To get a sense of how the external-versus-internal distinction behaves, it might be easier to first consider a toy example. Let $\Sigma$ be the language consisting of a single unary function symbol $succ$ (which we'll think of as "successor"), a single binary relation symbol $<$ (self-explanatory), and a single constant symbol $0$ (self-explanatory). Now consider the $\Sigma$-theory $T$ consisting of:
"$succ$ is successor:" $\forall x(x<succ(x))\wedge\forall x,y(\neg(x<y\wedge y<succ(x))) .$
The induction scheme: for each formula $\varphi(x)$ in the language $\Sigma$, we have the axiom $$\varphi(0)\wedge\forall x[\varphi(x)\implies\varphi(succ(x))]\implies\forall x(\varphi(x)).$$ It's easy to show that there is a model $M$ of $T$ which "looks like $\mathbb{N}+\mathbb{Z}$" - concretely, one example of such a model is the following:
The domain of $M$ is all the integers except the negative even integers.

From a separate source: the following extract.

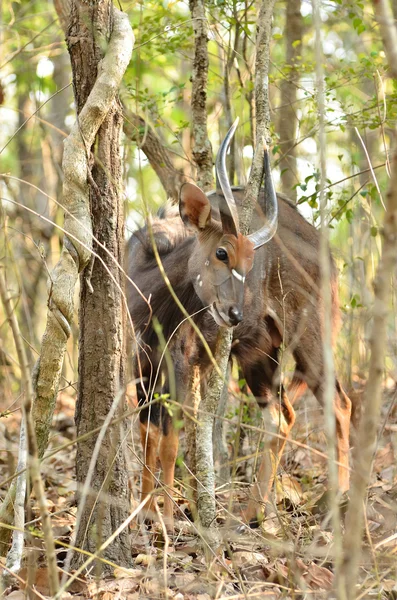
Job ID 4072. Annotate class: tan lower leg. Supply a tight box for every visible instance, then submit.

$<^M$ is given by: $$0<2<4<6<...\quad ...<-5<-3<-1<1<3<5<...,$$ and $succ^M$ is the successor operation with respect tot his ordering. The even nonnegative integers form the "$\mathbb{N}$-part" of $M$, and the odd integers form the "$\mathbb{Z}$-part" of $M$.
It is not trivial, but not hard either, to show $M\models T$. As a consequence, analogously to the argument above for PA every nonempty definable subset of $M$ has a minimal element.
However, clearly $M$ has external subsets with no minimal element - e.g. the "$\mathbb{Z}$-part." And the key point is that such external sets need not be hard to describe. There's nothing "absolutely" mysterious about these non-internally-definable sets without minimal elements; they're just mysterious from the point of view of the model itself.